但他当时那么小,怎么知道随口的话会被记这么久?

        他可能是不够对,但也不会是他一个人的责任。

        于敏见他面色不渝,不知道他年少作的梗,赶紧劝慰道:“你理他干什么,当他空气。做好自己的事情就可以了。”

        心情却复杂。因为尽管只是个秘书,许添谊也比她想象中更加出色一些,至少没让她操那么多心——不,那后来不就折腾出来了同性恋吗?

        人生逆旅,最重要二字是体面。现在别人寒暄问她大儿子结婚没有,她都要尴尬地寻找措辞转移话题,像被碰到心口的一根硬刺。

        “不想看到他,我早就已经辞职了。”许添宝满不在乎道。

        真实原因是他去了第一天就发现,jd上美名其曰写的什么品牌部实习生,实际就他一个男人,专干发快递的脏活。他嫌太累,后面又因为乐队训练忙,请假旷了太多天,终究引起了其他部员的不满。

        更难堪的是,他因此动了脑筋,思忖换个轻松点的部门继续实习,因此趁许添谊不在,偷偷去找了贺之昭。

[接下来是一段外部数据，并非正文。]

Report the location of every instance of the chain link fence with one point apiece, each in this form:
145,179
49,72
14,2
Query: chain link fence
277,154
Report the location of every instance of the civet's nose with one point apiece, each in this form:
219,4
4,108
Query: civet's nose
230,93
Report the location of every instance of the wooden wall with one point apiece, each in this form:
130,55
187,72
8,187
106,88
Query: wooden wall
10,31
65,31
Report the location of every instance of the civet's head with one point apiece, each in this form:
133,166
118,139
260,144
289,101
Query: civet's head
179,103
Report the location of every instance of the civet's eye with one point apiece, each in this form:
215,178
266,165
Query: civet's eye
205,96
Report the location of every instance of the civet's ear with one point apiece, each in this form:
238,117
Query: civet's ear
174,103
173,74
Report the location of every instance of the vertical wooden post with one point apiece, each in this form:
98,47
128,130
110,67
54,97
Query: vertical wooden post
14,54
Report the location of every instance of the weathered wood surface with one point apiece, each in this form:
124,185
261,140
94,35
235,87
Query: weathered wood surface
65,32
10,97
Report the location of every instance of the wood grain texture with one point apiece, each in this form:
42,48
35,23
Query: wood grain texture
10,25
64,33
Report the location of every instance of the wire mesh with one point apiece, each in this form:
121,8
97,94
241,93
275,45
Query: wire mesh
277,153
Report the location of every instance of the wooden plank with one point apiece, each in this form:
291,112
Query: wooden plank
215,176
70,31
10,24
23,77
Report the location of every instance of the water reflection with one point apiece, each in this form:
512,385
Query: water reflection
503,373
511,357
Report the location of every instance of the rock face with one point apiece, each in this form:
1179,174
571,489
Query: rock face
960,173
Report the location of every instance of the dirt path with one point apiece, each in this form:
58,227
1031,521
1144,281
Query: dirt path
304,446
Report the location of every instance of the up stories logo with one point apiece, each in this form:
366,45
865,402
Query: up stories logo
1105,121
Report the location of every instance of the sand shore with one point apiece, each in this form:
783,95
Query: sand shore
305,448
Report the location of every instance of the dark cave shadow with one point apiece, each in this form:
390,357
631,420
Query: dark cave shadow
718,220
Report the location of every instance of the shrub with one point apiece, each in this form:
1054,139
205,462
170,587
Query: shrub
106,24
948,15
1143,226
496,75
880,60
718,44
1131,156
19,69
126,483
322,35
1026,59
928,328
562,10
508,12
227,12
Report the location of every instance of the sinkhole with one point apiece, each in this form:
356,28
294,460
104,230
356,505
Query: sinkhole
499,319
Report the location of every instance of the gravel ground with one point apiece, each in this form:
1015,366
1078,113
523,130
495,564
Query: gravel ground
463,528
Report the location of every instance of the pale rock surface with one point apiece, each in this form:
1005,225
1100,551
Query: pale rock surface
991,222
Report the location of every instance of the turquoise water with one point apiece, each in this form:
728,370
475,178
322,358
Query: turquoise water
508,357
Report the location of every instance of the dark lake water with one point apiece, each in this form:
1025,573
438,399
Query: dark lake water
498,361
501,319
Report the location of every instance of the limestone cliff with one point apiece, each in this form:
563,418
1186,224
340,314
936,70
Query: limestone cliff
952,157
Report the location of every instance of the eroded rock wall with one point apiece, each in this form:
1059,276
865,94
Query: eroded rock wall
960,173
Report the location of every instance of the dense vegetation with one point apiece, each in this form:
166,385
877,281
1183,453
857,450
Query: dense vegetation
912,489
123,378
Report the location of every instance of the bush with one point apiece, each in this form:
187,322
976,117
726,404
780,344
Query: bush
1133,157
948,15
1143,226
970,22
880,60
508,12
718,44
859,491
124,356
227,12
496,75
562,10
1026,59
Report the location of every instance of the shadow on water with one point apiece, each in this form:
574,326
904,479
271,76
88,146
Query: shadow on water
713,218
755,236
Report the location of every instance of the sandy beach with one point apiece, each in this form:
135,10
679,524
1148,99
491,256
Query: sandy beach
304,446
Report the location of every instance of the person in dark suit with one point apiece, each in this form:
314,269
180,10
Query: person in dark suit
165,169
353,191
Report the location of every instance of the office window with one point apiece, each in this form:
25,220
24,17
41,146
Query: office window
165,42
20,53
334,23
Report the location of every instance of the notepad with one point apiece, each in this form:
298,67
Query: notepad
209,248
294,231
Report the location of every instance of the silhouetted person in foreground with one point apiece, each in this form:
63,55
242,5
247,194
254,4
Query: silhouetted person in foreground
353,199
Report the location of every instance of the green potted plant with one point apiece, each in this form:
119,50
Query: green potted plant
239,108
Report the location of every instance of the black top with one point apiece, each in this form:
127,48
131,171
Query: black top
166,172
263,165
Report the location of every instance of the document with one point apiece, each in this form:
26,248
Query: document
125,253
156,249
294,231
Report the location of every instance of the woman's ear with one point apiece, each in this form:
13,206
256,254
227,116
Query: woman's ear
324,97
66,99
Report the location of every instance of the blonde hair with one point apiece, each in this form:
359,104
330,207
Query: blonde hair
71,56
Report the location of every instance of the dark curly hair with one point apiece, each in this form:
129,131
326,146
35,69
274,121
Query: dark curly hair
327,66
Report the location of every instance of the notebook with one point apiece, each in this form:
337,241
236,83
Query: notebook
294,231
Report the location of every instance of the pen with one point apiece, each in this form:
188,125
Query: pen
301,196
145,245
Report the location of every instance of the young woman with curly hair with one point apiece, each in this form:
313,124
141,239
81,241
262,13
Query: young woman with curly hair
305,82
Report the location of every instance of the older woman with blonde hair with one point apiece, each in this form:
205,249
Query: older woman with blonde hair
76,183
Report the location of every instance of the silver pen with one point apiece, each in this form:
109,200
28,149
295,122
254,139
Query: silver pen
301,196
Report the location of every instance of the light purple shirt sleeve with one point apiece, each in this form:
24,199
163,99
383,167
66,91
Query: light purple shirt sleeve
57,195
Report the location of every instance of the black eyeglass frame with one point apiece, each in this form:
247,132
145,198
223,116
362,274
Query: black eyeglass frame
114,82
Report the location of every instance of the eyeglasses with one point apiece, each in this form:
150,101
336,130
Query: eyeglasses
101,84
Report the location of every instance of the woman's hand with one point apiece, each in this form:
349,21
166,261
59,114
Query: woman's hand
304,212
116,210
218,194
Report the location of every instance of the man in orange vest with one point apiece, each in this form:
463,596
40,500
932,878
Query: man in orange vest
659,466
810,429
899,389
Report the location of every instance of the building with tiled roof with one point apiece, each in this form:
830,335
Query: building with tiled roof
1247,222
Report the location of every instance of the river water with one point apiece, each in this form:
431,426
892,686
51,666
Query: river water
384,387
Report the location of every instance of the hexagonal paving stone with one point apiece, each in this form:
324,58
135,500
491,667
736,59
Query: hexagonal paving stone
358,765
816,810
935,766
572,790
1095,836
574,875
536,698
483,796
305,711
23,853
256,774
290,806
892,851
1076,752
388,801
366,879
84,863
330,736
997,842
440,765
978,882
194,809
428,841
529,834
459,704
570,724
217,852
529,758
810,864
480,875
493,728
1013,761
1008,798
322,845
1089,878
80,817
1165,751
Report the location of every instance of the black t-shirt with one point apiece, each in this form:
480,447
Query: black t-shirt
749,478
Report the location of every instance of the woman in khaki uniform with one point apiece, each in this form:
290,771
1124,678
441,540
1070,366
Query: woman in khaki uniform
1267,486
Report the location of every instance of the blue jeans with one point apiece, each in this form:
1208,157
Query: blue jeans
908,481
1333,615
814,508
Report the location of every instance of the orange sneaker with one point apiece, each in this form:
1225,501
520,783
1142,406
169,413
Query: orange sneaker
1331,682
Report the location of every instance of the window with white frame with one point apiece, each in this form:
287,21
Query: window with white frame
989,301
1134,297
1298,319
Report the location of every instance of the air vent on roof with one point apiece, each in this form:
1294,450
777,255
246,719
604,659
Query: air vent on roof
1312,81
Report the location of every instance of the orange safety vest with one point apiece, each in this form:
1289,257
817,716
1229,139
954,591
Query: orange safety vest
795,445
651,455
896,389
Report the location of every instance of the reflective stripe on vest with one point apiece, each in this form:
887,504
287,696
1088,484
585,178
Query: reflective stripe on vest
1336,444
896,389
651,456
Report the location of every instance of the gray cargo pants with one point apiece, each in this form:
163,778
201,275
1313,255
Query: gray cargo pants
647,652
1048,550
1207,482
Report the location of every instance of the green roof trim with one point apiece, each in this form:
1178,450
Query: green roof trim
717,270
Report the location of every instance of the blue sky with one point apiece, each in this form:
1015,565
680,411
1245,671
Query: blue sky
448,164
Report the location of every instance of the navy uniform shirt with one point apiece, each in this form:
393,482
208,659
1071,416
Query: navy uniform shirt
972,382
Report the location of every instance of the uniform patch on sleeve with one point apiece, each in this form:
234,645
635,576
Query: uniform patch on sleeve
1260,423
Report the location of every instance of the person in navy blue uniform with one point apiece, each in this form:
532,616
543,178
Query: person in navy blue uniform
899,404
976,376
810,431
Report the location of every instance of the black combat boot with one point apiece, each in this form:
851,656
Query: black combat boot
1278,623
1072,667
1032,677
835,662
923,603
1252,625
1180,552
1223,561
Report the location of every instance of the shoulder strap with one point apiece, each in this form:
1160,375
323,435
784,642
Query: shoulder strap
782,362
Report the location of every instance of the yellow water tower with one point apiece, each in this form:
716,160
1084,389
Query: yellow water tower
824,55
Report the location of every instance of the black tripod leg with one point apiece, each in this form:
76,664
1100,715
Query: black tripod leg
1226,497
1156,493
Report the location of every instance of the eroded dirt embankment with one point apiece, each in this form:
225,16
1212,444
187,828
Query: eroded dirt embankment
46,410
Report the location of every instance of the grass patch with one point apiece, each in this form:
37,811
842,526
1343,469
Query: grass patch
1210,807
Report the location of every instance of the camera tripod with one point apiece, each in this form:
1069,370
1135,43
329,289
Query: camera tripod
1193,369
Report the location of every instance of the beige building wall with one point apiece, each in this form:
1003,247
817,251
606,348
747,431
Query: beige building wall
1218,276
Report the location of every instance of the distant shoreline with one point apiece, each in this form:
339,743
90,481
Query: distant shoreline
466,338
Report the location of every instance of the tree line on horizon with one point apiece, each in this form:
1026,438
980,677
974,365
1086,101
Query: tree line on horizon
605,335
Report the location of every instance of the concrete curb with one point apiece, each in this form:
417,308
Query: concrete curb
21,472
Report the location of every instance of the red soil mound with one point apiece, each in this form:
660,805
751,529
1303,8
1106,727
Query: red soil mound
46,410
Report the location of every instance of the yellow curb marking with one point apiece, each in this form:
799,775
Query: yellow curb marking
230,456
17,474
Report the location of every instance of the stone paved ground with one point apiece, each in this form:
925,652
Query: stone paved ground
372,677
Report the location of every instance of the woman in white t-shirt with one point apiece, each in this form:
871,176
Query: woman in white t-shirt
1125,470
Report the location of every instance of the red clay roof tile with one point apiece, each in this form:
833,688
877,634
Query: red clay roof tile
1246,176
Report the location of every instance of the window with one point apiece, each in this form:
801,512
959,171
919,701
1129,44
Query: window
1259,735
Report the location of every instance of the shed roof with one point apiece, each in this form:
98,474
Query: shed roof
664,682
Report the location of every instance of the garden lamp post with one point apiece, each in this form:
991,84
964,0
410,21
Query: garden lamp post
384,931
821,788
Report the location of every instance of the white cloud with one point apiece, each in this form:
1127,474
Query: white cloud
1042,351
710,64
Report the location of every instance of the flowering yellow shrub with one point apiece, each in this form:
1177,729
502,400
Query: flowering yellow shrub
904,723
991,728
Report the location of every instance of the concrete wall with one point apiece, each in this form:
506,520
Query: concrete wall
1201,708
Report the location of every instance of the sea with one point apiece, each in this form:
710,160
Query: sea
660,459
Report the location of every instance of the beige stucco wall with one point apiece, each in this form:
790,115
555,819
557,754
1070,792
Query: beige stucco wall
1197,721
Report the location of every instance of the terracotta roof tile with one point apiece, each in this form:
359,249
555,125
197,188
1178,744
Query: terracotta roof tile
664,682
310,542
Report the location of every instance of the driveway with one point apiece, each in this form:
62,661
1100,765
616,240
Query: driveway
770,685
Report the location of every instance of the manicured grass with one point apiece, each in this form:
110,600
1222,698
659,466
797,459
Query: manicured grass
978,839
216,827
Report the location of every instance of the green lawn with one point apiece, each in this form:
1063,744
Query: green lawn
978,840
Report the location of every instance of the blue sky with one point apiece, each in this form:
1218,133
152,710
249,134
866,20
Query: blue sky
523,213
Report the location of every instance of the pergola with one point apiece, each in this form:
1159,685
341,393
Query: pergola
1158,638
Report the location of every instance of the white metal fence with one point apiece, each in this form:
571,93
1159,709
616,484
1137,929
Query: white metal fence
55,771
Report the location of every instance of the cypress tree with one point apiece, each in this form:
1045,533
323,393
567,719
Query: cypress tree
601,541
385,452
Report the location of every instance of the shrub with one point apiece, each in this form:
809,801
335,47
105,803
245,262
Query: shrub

        贺之昭接过他的简历看了看,没说任何包含情绪的话,只是用很平淡的语气实事求是做了分析——得出结论是他大学生活像在梦游,履历一无是处,不可能胜任其他部门的工作,自然也不可能转正。

        就差在明说,只能发、发、快、递。

        许添宝为自己又争取:“哥哥,你和小时候一样教教我嘛,我还没毕业,很多东西都不明白。”